The move by Republican leaders is a direct challenge to President Barack Obama, who has already said he would flatly reject any payroll tax cut extension tied to Keystone.

Specifically, Republicans are pushing for language that would require the Secretary of State to issue a permit within 60 days to allow the Keystone XL project to move ahead, unless the president publicly determines it is not in the national interest to do so. The pipeline has drawn the ire of environmentalists, and last month, Obama announced he will delay a decision on the pipeline until 2013 to allow further view of the project. Republicans contend that freezing the project halts job creation.

"Here's an opportunity for the president to say he's not going to let a few radical environmentalists stand in the way of a project that will create thousands of jobs and make America more secure at the same time," McConnell said during remarks on the Senate floor.

"There's bipartisan support for this project, and we need to get it done. We need to get it done now," he said.

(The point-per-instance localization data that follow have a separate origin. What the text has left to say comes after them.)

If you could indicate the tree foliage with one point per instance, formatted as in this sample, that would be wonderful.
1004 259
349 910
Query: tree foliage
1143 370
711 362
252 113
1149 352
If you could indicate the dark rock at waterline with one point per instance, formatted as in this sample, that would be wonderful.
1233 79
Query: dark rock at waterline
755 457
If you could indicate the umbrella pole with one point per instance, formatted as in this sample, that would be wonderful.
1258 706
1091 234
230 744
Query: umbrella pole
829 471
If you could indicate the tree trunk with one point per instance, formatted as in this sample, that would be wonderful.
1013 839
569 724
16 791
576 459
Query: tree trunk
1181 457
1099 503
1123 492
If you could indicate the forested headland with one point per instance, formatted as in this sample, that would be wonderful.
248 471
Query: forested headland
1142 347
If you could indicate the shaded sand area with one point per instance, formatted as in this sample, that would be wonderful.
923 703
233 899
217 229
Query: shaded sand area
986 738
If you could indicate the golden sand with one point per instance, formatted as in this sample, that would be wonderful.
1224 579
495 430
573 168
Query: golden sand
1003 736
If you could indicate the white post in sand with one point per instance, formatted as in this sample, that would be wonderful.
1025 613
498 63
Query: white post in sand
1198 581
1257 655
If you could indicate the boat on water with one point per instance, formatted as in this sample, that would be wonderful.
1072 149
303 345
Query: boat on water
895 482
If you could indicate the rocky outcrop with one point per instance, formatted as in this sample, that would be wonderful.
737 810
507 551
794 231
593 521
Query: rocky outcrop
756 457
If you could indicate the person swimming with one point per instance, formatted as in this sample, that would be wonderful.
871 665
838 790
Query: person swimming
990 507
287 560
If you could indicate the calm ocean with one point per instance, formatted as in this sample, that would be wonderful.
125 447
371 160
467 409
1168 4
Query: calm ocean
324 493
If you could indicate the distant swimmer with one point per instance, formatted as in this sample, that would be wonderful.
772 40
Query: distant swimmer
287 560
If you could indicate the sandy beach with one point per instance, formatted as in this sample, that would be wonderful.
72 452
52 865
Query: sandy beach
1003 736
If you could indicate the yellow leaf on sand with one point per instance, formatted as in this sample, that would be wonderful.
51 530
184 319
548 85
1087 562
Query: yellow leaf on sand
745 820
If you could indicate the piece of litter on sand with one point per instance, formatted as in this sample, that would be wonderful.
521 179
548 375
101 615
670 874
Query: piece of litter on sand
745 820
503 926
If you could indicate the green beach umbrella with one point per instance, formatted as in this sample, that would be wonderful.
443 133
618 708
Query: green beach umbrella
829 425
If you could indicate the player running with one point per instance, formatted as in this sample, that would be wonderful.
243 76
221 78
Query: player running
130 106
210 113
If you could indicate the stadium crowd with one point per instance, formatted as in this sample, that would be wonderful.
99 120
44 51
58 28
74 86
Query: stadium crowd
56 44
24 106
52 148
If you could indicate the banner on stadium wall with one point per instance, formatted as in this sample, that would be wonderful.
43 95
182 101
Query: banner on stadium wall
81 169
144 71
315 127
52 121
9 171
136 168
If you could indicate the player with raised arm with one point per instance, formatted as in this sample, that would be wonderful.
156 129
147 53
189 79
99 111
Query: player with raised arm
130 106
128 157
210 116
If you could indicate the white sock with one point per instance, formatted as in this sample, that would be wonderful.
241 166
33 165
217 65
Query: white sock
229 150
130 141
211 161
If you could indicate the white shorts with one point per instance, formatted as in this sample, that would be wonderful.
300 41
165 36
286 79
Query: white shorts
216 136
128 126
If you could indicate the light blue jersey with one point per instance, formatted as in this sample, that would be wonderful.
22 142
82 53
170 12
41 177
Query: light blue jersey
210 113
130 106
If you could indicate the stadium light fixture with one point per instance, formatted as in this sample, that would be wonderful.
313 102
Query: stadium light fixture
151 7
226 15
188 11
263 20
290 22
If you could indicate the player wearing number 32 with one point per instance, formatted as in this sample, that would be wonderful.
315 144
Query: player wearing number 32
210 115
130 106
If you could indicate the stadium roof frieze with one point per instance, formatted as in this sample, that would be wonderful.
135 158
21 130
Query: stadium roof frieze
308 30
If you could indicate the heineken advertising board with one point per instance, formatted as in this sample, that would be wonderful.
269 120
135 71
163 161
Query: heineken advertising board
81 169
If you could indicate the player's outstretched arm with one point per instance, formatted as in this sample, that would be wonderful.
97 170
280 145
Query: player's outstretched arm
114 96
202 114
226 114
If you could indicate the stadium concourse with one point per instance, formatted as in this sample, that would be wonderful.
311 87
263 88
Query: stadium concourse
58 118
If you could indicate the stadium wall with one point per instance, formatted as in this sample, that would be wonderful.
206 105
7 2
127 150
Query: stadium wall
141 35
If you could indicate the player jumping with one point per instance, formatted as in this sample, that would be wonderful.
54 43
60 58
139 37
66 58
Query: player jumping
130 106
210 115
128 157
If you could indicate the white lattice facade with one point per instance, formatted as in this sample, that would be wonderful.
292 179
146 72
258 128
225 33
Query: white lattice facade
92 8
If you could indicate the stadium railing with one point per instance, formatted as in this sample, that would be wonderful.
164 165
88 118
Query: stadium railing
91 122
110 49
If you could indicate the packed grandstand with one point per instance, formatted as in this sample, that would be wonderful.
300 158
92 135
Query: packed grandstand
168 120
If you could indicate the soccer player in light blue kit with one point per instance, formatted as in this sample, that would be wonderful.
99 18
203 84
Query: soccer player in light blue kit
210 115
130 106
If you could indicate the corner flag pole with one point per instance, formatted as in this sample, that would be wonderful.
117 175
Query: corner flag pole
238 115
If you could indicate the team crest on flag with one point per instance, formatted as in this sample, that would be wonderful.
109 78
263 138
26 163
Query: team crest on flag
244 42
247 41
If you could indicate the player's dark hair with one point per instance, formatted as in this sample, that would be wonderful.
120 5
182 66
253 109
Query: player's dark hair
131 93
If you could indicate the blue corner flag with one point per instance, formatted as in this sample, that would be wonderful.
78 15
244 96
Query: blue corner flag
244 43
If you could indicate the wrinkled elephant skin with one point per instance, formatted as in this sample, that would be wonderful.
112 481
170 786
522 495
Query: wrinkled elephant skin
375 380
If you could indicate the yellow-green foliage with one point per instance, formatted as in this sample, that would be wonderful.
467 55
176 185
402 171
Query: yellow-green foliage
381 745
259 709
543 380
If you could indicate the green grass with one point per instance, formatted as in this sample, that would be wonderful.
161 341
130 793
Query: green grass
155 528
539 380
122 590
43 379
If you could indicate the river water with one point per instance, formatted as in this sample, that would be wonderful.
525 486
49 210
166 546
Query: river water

Senate Majority Leader Harry Reid (D-Nev.) on Thursday floated the idea of a two-month payroll tax cut extension if Senate leaders can't reach a long-term deal. The payroll tax cut would be lumped together in a package with two other must-pass items: an extension of unemployment insurance and a stopgap measure to prevent cuts in Medicare payments to physicians.

"I always have a Plan B," Reid said of a possible short-term deal. "I hope we don't get there, but if we do, what the two-month would accomplish is make sure that people would continue to get the payroll tax holiday and also the unemployment benefits, and also doctors would able to continue their work on Medicare patients."

A House GOP aide said support for a short-term extension is "virtually nonexistent" in the House Republican conference and that they prefer their own payroll tax plan, which already cleared the House but is loaded with policy riders opposed by Democrats and the White House.

In the meantime, with the clock running out on Congress to finish its business before the holidays, the House is plowing ahead on two other key bills: an omnibus spending package that funds the government through the rest of the fiscal year, and a temporary spending bill to keep the government funded for a few extra days to give the Senate time to take up and pass the omnibus package. As it stands, the government is set to run out of funding at midnight on Friday.

Expect a mad dash on Capitol Hill over the next few days: The House is expected to adjourn Friday after passing the two spending bills, leaving the Senate to pass both on Saturday and come up with a deal on the year-end extender package. Once the Senate passes all of those items, the House is expected come back in session next week and, ideally, pass the year-end package and head home for the holidays.

"We still have more work to do on a jobs bill," Boehner said. "If there's a need to do more work, we will do so."

House Democratic leaders declined to weigh in on what the final extender package should look like, saying that responsibility currently lies with Reid and McConnell.

"When we see it, I'll have a comment on it," House Minority Leader Nancy Pelosi (D-Calif.) told reporters Friday. "I would hope it would be finished around now so it could be written up and voted on one way or another."

UPDATE: 3:40 p.m. -- White House Press Secretary Jay Carney later ducked questions about whether Obama would veto a payroll tax deal with Keystone language in it.

"I'm not going to prejudge a final product that does not yet exist," Carney said at his daily briefing. "I'm not going to get ahead of the process. Let's see where it ends."